No. Every one of the 15 sites in WebVoyager is a public consumer web property reachable from a stock Chromium browser without a corporate VPN, without a Citrix shell, and without an installed thick-client. SAP GUI, SAP B1, Oracle EBS, Oracle Forms, Jack Henry SilverLake, Fiserv DNA, FIS Horizon, Epic Hyperspace, Cerner Millennium, eClinicalWorks, AS/400 green-screens, and mainframe terminals are all out of scope by construction. They render no DOM the agent can read, the screenshot pipeline does not see the same Chromium-rendered viewport, and the WebVoyager task shape does not generalize to a logged-in Win32 thick-client. A high WebVoyager score is honest evidence about a browser-tab surface; it carries no architectural claim about the desktop surface.

If I'm shopping for an RPA replacement, how should I read the 85.85% number?

Read it as 'Skyvern is genuinely strong at goal-directed automation inside a Chromium tab on consumer-grade web properties.' That is exactly what the benchmark measures and exactly what Skyvern 2.0 was built for. If your target workflows live there (vendor portals, lead enrichment from public sites, SaaS form-fills, public-site downloads), the WebVoyager number is good evidence and it deserves its weight in the buying decision. If your target workflows live on the desktop side (SAP GUI, Oracle, Jack Henry, Epic Hyperspace, Excel running locally, mainframe terminals), the number does not transfer. The benchmark does not measure that surface, and no Skyvern tier ships a Windows desktop runtime. The honest read is a portfolio split: which percentage of your hours per week is in a Chromium tab and which percentage is not, and pick the unit that prices each side.

How is Skyvern's WebBench (their own benchmark) different from WebVoyager?

WebVoyager is a 2024 academic benchmark with 643 tasks across 15 sites, reporting accuracy under GPT-4V automated judging. WebBench is a Skyvern-published benchmark from May 2025 with 5,750 tasks across 452 live websites (drawn from the global top-1000 by traffic), of which 2,454 are open-sourced. WebBench separates READ tasks (navigate, fetch data) from WRITE tasks (enter data, log in, download, solve 2FA). Skyvern reports 64.4% overall accuracy on WebBench and is strongest in the WRITE category; Anthropic's Sonnet-3.7 Computer Use leads on READ-only tasks. Both numbers are useful, both have caveats, and both are about browser-tab work.

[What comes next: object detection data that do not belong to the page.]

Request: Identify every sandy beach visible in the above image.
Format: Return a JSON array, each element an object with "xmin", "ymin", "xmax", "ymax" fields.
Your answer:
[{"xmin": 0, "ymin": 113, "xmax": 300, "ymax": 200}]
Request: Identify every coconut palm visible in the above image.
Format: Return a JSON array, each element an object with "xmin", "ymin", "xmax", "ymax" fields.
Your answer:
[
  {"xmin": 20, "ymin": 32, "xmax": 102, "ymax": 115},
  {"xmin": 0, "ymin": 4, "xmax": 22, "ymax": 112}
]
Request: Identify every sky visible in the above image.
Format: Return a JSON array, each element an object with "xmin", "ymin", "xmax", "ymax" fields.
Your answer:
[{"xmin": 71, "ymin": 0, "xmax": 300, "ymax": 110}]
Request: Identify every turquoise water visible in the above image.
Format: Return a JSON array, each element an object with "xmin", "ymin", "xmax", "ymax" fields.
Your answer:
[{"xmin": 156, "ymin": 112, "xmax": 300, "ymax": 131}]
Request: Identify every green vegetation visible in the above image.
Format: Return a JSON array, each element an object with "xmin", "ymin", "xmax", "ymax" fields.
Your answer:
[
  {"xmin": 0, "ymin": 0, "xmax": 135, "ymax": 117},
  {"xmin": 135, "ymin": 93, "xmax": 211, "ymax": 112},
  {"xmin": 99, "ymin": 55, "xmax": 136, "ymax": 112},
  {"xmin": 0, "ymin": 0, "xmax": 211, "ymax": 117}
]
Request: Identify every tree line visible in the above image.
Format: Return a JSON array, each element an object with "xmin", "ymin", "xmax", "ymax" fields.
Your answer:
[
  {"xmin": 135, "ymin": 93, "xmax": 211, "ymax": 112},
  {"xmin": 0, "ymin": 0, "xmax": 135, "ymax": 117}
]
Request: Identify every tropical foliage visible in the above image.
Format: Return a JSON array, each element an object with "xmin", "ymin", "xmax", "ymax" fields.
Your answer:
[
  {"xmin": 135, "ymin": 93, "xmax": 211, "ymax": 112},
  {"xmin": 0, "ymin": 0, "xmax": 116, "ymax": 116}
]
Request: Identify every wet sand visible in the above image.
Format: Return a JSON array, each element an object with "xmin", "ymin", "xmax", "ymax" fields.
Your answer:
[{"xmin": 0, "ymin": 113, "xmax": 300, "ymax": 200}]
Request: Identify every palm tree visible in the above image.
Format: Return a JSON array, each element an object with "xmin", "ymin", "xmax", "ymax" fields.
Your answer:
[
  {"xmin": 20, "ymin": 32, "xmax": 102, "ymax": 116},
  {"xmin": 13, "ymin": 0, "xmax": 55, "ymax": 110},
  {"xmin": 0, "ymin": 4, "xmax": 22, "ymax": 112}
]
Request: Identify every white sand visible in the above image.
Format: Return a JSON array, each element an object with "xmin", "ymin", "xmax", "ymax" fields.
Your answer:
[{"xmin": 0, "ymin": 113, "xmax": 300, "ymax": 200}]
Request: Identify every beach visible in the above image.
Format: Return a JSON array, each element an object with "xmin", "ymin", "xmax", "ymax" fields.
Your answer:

Can WebVoyager be re-run privately on my own data?

Yes. The grader, scorer, and 643 task definitions are open-source under the WebVoyager repository on GitHub. The scorer requires a GPT-4V API key and the original benchmark assumed a stock Chromium with a residential IP. Live-site decay is the practical concern: between January 2024 and 2026, several time-sensitive tasks (notably on Booking and Google Flights) drift, and several Booking and Apple flows have changed CAPTCHA fabric. Skyvern's reported 85.85% explicitly notes 'eight outdated tasks removed' and 'flight and hotel dates updated.' If you re-run the suite in 2026, expect a similar maintenance pass before the numbers are comparable to a 2024 baseline.